My father used to work in Televison Production for years, and I know he was a big fan of Art Carney's. I wanted to share an e-mail I received from Pop this morning:


I’ll try to give you some more in a day or two, but I put the death of Art Carney in the same category as the death of Zero Mostel; an important person has left my life.

Although there’s no arguing that for an extended period, Jackie Gleason was akin to a force of nature, he was never, in my mind, the kind of talent or funny man or actor that was Art Carney. Carney wasn’t just schtick although his schtick was about as godd as it gets; Carney was a commentator, and a damned funny one at that. My first memory of him (I knew his work in radio but didn’t know who he was) was playing a waiter in the nightclub that was Jackie Gleason’s stage in Cavalcade of Stars for DuMont Television’s Channel 5 in New York. He was intrusive, clumsy and hysterically funny. It’s to Gleason’s credit that he saw in Carney a second banana of remarkable skill. And he was a second banana; for reasons of his shyness, I guess, he was clearly not at home in the starring role, certainly not as a working comic, and why he didn’t get more leading roles considering his successes in The Odd Couple and Harry & Tonto is beyond me. Why he did a couple of films with Gleason when the latter was well past his heyday, again playing the second role when it was no longer fittin’ and proper, is also beyond me.

One quick story.

Before Channel 13 became a PBS channel, it was owned by a fella named Ely Landau, a genuine entrepreneurial type who will always have a place in my heart because he kept trying things with Henry Morgan. Now Morgan was a radio man and like Fred Allen, never really figured out how to sell his successful brand of cerebral radio humor on television except as a game show panelist. But, for a brief while, he did some things on Channel 13 and on one show in particular, he had Carney visit. At one point, while they were both sitting behind a desk, they played a three or four minute recording from an old radio broadcast with Art in the role of “Sailor Carney”, a not-so-hot prize fighter. If I’d ever heard the routine, I didn’t remember it. They obviously had. Nevertheless, all three of us were is stitches … and it was because of Carney. Apparently, it was Morgan’s policy with Carney, to set a premise and let him go so when they went on the air, they were both hearing his material for the first time. This was before the days of planned improvisational entertainment, but I assure you, Carney could have played with the best of them.

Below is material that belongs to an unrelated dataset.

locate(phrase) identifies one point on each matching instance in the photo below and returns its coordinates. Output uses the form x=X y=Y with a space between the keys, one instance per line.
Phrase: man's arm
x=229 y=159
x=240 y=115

Some people shouldn’t grow old and they certainly shouldn’t die and Carney is one of them people.

One more note on Carney. I neglected to mention the crime caper he starred in with Lily Tomlin, "The Late Show," which was the first feature Robert Benton directed. Both Carney and Tomlin are in fine form, and I actually enjoyed it even more than I liked "Harry and Tonto." The two movies would make for a great double feature on a cold night this winter.